- Elorza is located in Venezuela Elorza
- Coordinates: 07°03′35″N 69°29′48″W﻿ / ﻿7.05972°N 69.49667°W
- Time zone: UTC−4 (VET)

= Elorza =

Elorza is a town in the Apure State in Venezuela. Elorza is on the region of the Venezuelan Llanos and it had 26.800 inhabitants as of 2012. It is the capital of the Rómulo Gallegos Municipality. The current mayor is Pedro Guerra.

This town had shared its urban area with the neighboring Colombia until the government of Eleazar López Contreras. Back then the Venezuelan part was called Elorza, honoring the Venezuelan hero Andrés Elorza, and the Colombian part was called El Viento (The Wind)

In August 2001, Venezuela completed a nationwide conversion of land-line phones to three-digit area codes and seven-digit local numbers. Elorza, Mantecal and Bruzual now have the area code 240.

== Geography ==
It is in the region of the Venezuelan Llanos in the Apure State, it is located at and is 55 km east of the Colombian border.
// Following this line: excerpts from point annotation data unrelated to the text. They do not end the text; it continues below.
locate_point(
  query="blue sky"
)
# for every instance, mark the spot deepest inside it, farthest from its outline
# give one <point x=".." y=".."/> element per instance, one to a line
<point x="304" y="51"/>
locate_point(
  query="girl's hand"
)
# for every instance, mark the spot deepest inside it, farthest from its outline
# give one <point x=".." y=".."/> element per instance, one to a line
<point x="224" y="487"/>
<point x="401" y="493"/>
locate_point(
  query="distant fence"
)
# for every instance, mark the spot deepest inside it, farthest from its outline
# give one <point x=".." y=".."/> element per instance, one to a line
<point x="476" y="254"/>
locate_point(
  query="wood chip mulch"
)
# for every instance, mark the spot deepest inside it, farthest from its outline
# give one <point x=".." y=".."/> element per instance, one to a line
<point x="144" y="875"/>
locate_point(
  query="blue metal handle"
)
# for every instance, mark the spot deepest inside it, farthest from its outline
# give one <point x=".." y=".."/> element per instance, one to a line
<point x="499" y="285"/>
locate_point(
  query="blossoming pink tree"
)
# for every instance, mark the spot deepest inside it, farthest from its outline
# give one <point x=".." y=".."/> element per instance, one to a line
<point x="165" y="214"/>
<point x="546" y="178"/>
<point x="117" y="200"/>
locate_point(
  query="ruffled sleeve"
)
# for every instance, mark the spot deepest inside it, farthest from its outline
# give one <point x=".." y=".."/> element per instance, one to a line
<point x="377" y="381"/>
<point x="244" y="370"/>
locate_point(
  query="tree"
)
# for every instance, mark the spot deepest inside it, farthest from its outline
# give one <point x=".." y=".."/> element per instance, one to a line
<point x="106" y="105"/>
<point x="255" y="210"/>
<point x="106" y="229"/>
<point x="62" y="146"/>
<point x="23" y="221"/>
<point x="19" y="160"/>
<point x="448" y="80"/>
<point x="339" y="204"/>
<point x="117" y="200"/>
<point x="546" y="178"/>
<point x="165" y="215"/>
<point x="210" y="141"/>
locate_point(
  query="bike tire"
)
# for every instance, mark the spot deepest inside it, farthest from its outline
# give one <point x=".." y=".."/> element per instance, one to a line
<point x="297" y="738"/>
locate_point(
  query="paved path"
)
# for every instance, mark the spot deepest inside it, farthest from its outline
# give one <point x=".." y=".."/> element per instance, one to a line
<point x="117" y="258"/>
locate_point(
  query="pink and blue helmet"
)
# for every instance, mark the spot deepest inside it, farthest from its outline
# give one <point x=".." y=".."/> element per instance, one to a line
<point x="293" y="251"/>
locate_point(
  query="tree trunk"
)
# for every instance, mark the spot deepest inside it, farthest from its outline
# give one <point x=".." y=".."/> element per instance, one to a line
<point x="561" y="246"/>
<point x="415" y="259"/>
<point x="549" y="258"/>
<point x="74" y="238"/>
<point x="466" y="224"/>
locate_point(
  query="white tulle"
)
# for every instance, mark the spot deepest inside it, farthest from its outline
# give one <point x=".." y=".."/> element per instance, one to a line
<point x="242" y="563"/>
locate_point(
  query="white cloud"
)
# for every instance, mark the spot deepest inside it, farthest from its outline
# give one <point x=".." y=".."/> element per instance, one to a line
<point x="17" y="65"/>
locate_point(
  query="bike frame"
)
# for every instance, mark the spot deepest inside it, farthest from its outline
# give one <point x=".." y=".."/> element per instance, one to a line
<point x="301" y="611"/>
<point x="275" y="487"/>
It is at the side of the Arauca River and in the middle of a plain used for agriculture at 95 meters over the sea level. Its Area Code is 240 and its postal code is 7011.

Roads to the town are two: One that connects it to Mantecal and Bruzual, the Troncal 19 Road; the other that connects it to La Trinidad de Orichuna and Guasdualito, the Via El Caribe Road. Elorza also has access to the Arauca river which allows fluvial transportation and an airport.

== Etymology ==
The antique Misión de San José de Arichuna, with time became known as El Viento, this town grew and spread along the Venezuelan-Colombian border. On March 10, 1866 the Legislative Assembly of the Apure State decided that the part of the population that was in the Venezuelan part would become known as Elorza, honoring Colonel José Andrés Elorza, who was a Venezuelan independence Hero. This decision was executed on the 12th of that same month.

The name of José Andrés Elorza was chosen since he had joined the army of Paez with the rank captain in La Trinidad de Orichuna, a nearby town to El Viento.

==Economy==

In March 2018, Elorza began to issue its own currency, in response to the hyperinflation of the hard bolívar.